The flourishing little church at Orange Park is pushing energetically towards the completion of its building. It now ranks in its membership the fourth Congregational church in Florida.
Are the colored people accumulating property? This is a question often asked by the interested friends of the A. M. A. work. Let two facts emphasize the affirmative to this question. In Oaks, N. C., the colored people have purchased more than five hundred acres of land and built their comfortable cottages around the A. M. A. school and church. When we remember that the average wages of a working man in that region is not above ten dollars a month, and that the average colored family is not fashionably small, the purchase of this real estate proves that they have carefully economized their scanty earnings. Take another fact: In Thomasville, Ga., the colored people paid taxes on three thousand one hundred dollars worth of property in 1880. In 1885, this same people paid taxes on ninety-five thousand six hundred and six dollars worth of property. In five years they had multiplied their taxable property more than thirty times. This represents no unhealthy “boom” in real estate, but an actual increase in the accumulations of the colored citizens of this flourishing and beautiful Southern city. The colored people have been given a fair chance in Thomasville, and this is the use they have made of it. The readers of this magazine will remember the generous gift of Judge H. W. Hopkins, Mayor of Thomasville, of a beautiful site for buildings of the Conn. Industrial School. A fine building has been erected upon this site and in a few weeks it will be ready for occupancy. There is intense interest in the community and surrounding neighborhood in this new school. It will doubtless be crowded as soon as opened. It is to be an industrial school for girls.

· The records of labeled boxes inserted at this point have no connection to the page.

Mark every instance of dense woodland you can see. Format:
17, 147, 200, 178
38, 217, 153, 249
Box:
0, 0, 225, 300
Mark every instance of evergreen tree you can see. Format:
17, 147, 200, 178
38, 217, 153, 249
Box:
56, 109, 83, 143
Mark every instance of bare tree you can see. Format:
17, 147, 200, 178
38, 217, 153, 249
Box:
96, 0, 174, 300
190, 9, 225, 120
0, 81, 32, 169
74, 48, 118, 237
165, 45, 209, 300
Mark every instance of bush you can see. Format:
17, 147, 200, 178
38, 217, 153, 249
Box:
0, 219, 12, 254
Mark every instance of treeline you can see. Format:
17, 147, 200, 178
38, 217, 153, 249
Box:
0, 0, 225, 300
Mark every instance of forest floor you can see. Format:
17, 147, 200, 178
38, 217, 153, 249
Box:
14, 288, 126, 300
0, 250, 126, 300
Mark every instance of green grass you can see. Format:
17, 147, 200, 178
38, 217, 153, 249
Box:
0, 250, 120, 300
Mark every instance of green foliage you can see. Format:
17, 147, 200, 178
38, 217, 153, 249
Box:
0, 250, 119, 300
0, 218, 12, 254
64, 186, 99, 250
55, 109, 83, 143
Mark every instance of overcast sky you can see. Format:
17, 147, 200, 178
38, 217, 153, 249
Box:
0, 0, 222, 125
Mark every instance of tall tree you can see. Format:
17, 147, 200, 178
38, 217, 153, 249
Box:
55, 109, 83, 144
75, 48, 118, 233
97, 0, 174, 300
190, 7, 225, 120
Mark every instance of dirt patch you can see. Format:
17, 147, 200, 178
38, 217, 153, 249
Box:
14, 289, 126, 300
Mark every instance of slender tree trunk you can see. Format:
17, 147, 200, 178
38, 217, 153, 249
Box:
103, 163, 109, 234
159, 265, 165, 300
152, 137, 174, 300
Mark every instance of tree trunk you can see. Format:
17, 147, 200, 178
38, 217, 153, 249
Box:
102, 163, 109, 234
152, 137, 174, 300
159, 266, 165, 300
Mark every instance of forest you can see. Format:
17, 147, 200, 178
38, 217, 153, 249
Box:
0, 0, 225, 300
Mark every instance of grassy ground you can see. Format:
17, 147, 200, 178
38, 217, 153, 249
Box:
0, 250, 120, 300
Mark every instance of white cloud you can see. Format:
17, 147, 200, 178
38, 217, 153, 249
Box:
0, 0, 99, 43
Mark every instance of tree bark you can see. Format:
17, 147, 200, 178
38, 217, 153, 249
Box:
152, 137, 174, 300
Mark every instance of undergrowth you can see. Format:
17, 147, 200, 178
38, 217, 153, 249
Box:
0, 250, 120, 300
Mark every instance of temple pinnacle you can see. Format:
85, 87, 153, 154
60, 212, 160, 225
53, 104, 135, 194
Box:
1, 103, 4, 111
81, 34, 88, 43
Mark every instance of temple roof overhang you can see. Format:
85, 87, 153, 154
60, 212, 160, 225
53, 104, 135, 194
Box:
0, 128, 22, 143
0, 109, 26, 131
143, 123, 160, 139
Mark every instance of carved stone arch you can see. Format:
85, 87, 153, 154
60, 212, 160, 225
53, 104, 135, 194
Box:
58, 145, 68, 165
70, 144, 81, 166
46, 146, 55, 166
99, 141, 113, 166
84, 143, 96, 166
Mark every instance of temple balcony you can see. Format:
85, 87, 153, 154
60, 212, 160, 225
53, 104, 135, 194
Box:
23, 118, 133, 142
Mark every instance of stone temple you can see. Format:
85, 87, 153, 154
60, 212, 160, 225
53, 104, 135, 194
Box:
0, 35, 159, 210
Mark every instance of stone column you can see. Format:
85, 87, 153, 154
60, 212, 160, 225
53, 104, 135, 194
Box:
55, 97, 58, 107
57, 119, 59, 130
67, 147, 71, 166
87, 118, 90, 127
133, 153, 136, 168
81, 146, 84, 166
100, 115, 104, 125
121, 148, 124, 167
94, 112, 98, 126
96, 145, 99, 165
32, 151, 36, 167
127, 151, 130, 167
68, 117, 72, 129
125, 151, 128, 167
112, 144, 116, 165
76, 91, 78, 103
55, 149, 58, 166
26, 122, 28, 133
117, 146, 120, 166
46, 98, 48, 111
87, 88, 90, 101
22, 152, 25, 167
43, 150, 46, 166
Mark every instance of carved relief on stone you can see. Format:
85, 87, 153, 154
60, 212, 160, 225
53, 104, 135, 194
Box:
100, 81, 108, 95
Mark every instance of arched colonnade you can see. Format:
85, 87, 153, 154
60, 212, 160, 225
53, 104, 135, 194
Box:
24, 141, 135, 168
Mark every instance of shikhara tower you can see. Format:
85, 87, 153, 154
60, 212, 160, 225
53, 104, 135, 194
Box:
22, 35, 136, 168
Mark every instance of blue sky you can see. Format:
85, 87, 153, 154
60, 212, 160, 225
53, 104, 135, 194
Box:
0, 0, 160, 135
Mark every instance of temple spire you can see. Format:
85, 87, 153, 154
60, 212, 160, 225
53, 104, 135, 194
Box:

“Far removed from arts æsthetic,
Crewel-work and peacock fans,
Are the studies dietetic
Carried on mid pots and pans.”
A trustworthy friend overheard the following remark, made by a lawyer in the office of a Southern hotel: “I have seen a miracle to-day,” said this lawyer. “I have actually seen a white man convicted of murder and sentenced to be hanged for killing a nigger. I never expected to witness such a thing in this State.” What a fearful comment on the injustice of these courts of justice in the past! What horrible suggestiveness of unpunished crimes! But there is in it, too, hopefulness for the future.
At Lewis Normal Institute, Macon, and at Storrs School, in Atlanta, the number of pupils is limited only by the capacity of the school-rooms to hold them. In Macon, Bro. Wharton, whom I left in Savannah, when I pushed southward into Florida, was holding special services under the direction of the pastor. God’s spirit was blessing his efforts and many were daily seeking the way of life. It has been a year of great religious awakening throughout our entire field.
A beautiful gold locket was put into my hands by an earnest Christian woman, a very saint of God, as her gift to the work of the A. M. A. Blindness had come upon her slowly, month after month, and she could no longer see the picture-faces in the locket, so she had them removed, and gives the locket into our treasury. Who will redeem it, that this touching sacrifice may accomplish for God’s poor that which she who made it prayed it might?